Gel filtration analyses of T. thermophilus PfmR and the PfmR-DNA complex. (A) Elution profiles of the samples (26 μl) comprising 50 μM PfmR dimer (a), 50 μM PfmR dimer plus a 25 μM DNA fragment derived from the upstream region of the TTHB023 gene (see the text) (b), 50 μM PfmR dimer plus a 12.5 μM DNA fragment derived from the upstream region of the TTHB023 gene (c), 50 μM PfmR dimer plus a 25 μM DNA fragment derived from the upstream region of the TTHA0890 gene (see the text) (d), 50 μM PfmR dimer plus a 25 μM DNA fragment derived from the upstream region of the TTHB023 gene containing the A6C/T6′G mutations (see the text) (e), and 50 μM PfmR dimer plus a 25 μM DNA fragment derived from the upstream region of the TTHB023 gene containing the C8A/G8′T mutations (see the text) (f).

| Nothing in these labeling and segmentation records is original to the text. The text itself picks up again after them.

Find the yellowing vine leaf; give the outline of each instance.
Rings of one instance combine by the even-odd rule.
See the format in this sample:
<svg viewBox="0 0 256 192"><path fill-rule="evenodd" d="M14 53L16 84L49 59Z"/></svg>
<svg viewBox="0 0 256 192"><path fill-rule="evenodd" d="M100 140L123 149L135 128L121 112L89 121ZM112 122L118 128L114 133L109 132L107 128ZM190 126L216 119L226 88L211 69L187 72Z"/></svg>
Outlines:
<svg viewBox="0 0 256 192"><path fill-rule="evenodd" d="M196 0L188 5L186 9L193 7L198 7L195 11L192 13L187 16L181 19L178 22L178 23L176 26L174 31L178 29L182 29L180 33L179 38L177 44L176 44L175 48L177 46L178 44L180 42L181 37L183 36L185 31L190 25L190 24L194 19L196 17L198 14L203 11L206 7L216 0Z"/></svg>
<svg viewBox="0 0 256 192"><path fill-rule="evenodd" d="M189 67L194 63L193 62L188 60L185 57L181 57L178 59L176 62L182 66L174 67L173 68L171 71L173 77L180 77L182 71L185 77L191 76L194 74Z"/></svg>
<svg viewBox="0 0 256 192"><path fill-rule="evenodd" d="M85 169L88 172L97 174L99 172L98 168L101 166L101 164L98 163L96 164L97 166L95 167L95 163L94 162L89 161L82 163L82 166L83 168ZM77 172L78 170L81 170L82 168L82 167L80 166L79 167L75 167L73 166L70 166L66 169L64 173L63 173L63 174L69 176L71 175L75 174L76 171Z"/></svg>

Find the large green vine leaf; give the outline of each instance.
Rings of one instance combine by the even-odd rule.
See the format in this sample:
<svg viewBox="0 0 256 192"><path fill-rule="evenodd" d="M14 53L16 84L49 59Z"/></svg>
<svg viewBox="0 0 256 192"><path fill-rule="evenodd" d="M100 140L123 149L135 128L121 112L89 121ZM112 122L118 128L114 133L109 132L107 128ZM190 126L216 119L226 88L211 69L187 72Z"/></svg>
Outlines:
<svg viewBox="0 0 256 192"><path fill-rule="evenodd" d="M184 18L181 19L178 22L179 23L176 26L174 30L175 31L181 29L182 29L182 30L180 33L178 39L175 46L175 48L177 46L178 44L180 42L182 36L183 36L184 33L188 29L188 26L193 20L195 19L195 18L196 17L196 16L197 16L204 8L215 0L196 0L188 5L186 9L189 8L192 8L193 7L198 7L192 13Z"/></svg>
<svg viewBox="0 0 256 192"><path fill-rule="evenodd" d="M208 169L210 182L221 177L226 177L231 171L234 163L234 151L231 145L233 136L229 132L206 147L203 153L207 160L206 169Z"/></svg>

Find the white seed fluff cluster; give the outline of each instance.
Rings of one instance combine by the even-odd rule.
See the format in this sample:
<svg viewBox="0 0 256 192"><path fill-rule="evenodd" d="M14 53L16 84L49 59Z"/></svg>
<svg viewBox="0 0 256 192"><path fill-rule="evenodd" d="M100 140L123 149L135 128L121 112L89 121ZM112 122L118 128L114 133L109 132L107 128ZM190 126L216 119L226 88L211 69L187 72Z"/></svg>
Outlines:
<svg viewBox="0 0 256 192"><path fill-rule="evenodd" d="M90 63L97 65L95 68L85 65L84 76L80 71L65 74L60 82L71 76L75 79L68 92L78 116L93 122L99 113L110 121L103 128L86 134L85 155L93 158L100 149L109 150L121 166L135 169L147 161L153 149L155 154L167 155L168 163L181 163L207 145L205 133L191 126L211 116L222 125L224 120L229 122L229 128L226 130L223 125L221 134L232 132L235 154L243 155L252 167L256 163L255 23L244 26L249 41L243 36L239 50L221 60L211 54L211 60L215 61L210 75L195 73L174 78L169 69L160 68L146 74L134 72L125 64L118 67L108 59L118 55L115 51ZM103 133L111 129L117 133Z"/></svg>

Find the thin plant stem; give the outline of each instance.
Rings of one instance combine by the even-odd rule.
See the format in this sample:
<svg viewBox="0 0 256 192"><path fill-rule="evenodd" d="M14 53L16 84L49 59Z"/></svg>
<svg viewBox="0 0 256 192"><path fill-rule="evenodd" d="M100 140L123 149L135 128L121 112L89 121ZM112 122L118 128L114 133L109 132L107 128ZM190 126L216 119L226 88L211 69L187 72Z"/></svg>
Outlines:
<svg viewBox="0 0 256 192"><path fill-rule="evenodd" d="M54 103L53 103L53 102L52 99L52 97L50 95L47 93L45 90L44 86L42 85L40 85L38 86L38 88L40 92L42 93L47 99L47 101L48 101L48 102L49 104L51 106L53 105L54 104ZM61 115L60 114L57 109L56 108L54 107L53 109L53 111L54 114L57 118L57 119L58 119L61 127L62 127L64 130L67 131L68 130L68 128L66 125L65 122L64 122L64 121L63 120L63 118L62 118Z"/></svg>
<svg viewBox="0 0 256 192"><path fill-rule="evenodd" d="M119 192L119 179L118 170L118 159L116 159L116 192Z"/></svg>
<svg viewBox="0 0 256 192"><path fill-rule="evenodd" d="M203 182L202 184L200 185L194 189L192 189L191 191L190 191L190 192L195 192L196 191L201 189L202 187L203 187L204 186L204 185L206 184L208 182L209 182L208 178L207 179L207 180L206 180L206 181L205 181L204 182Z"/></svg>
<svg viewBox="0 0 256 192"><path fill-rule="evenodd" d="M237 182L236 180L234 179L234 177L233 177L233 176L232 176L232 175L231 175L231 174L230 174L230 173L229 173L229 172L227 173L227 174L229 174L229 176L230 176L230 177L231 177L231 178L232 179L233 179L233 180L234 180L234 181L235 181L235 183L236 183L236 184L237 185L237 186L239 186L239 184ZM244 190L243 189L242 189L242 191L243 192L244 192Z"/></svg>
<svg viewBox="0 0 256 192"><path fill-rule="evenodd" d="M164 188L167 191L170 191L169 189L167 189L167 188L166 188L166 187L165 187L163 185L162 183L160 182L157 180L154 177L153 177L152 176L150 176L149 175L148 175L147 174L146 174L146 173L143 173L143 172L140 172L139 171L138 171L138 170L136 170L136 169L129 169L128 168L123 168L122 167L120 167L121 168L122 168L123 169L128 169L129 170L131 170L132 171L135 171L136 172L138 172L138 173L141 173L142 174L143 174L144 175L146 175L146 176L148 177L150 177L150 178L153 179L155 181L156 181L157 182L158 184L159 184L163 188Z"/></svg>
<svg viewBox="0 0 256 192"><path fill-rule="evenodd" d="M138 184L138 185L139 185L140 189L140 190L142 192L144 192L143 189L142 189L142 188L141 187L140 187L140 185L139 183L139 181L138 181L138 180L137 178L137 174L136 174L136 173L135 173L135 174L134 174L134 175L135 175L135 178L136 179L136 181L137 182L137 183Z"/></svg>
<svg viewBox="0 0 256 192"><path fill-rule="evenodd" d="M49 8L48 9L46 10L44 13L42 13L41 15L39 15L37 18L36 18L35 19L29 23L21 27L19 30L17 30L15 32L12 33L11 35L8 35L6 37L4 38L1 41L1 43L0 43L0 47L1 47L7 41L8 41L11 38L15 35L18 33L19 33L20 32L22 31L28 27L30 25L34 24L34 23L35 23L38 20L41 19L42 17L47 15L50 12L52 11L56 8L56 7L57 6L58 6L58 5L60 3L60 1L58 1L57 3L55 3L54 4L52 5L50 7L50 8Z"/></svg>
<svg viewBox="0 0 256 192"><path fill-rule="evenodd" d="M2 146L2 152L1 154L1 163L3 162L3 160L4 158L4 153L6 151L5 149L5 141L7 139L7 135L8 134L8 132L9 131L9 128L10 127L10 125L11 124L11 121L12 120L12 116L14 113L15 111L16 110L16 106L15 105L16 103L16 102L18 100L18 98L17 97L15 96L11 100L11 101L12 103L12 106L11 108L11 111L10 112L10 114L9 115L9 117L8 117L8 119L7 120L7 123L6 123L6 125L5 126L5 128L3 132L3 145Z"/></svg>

The elution buffer was 10 mM sodium phosphate (pH 7.0) and 0.3 M NaCl. Relative absorbances at 220 nm (solid line) and 260 nm (dashed line) are indicated. The elution volume at the top of each peak is indicated. (B) Molecular masses of PfmR (open triangle) and PfmR with the DNA fragment derived from the upstream region of the TTHB023 gene (closed triangle). The partition coefficient (K_av) value was calculated as K_av = (elution volume − void volume)/(geometric column volume − void volume). As standards, the K_av values of conalbumin (75 kDa), ovalbumin (44 kDa), carbonic anhydrase (29 kDa), RNase A (13.7 kDa), and aprotinin (6.5 kDa) (open circles) were plotted.